Now the Marlins are trying to put themselves into October by cleaning up against the Phillies.

“They kind of put it to us the last couple games and they’ve done that the last couple years to be honest,” said Realmuto, a former Marlin. “I don’t know what it is, but before we play them next year or play them in the playoffs, we better figure it out.”

The Phillies, in each of the last two seasons, faded in September and missed out on October. So they replaced manager Gabe Kapler with Girardi and believed they had updated their roster enough to avoid another dismal finish.

But this September is starting to feel like Septembers of the past.

Zack Wheeler, December’s upgrade to the starting rotation, is out until at least later this week after ripping a fingernail on his jeans. Right-hander Spencer Howard and Hoskins are on the injured list and could miss the rest of the season. Realmuto is unsure when he’ll be back.

Vince Velasquez started Monday and allowed four runs on seven hits before being replaced in the fourth inning. He’ll likely stay in the rotation with Howard out. Relief pitcher David Phelps, the team’s key acquisition before the trade deadline, gave up a pair of solo homers and has allowed runs in five straight appearances.

General manager Matt Klentak added four relievers last month, but the Phillies still have the worst bullpen in baseball.

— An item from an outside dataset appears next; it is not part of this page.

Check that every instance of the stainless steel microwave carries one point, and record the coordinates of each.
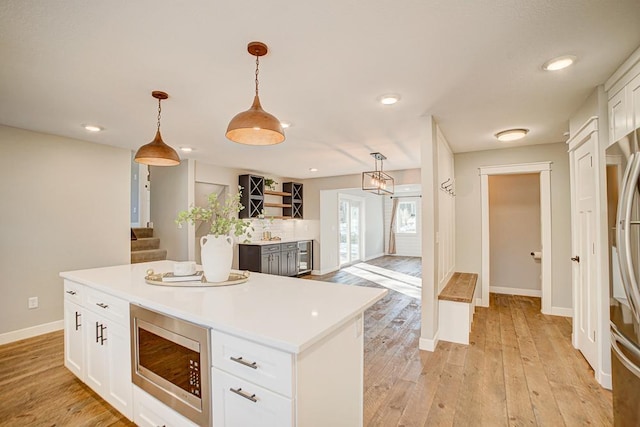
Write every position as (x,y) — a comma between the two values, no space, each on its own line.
(170,359)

And their lineup does not have much punch without Realmuto and Hoskins.

For the third straight season, it could be a long September for the Phillies. And it was a long five days in Miami.

“As a team, we’ll come together, we’re definitely going to pull through, for sure,” Velasquez said. “Despite all the news with Rhys and J.T., having those guys out of the lineup had a big effect on us. Those are the guys who set the tone, pretty much cash in some runs for us. As a team, if we come together, we’ll do some damage like we’ve done all year. The season is coming to an end here. We know what we have to do for this homestand and once we go back on the road. All we can do is just hope and continue grinding it out until the end of this.”